Belatacept is different from calcineurin inhibitors (CNI), such as cyclosporine, which is the class of drugs most commonly used to suppress the immune system in transplant patients, because it does not cause the toxicities associated with CNI — such as nephrotoxicity and aggravating cardiovascular risk factors. Belatacept selectively blocks T-cell activation (which plays a key part in immune response) and the results suggest that this selectivity allows effective immunosuppression, better preservation of renal function and an improved cardiovascular/metabolic risk profile.
The researchers found that treatment with belatacept was generally safe, although there was a higher incidence of post-transplant lymphoproliferative disorder in belatacept patients with known risk factors.
686 patients 18 years or older who were expected to receive a kidney transplant from a standard criteria donor were included in BENEFIT, and were randomized into three groups; more or less intensive regimens of belatacept, or cyclosporine. 666 patients eventually received a transplant and of these, 527 patients completed the initial 12 month treatment phase, with an even spread of discontinuation between the groups.
“Although belatacept was associated with a higher early rejection rate than patients treated with cyclosporine, it was also associated with better kidney function and thus has the potential of extending the life of the renal graft,” added Vincenti. “Of course, only time will tell how many patients may benefit from this new drug.”

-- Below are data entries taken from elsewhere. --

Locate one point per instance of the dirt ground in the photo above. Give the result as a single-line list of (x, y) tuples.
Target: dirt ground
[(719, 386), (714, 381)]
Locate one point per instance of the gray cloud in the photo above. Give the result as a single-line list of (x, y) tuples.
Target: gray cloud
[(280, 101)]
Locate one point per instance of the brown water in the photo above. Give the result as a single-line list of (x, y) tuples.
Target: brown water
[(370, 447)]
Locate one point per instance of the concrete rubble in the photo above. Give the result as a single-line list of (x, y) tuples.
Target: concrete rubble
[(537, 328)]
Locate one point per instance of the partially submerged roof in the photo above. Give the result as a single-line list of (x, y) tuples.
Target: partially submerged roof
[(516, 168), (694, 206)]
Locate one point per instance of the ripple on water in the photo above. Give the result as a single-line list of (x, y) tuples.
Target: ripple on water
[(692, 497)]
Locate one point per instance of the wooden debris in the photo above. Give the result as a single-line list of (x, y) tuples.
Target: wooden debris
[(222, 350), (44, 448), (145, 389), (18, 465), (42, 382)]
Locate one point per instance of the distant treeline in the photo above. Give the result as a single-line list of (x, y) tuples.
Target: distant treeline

Alongside the BENEFIT study is BENEFIT-EXT, which included 543 recipients of extended criteria donors (defined as donors over 60 years old, over 50 years and with two other risk factors, or donation after cardiac death, or more than 24 hours with no blood supply to the organ). 394 patients completed the initial 12 months of this trial with similar results. The initial results of this study are also published today in the American Journal of Transplantation.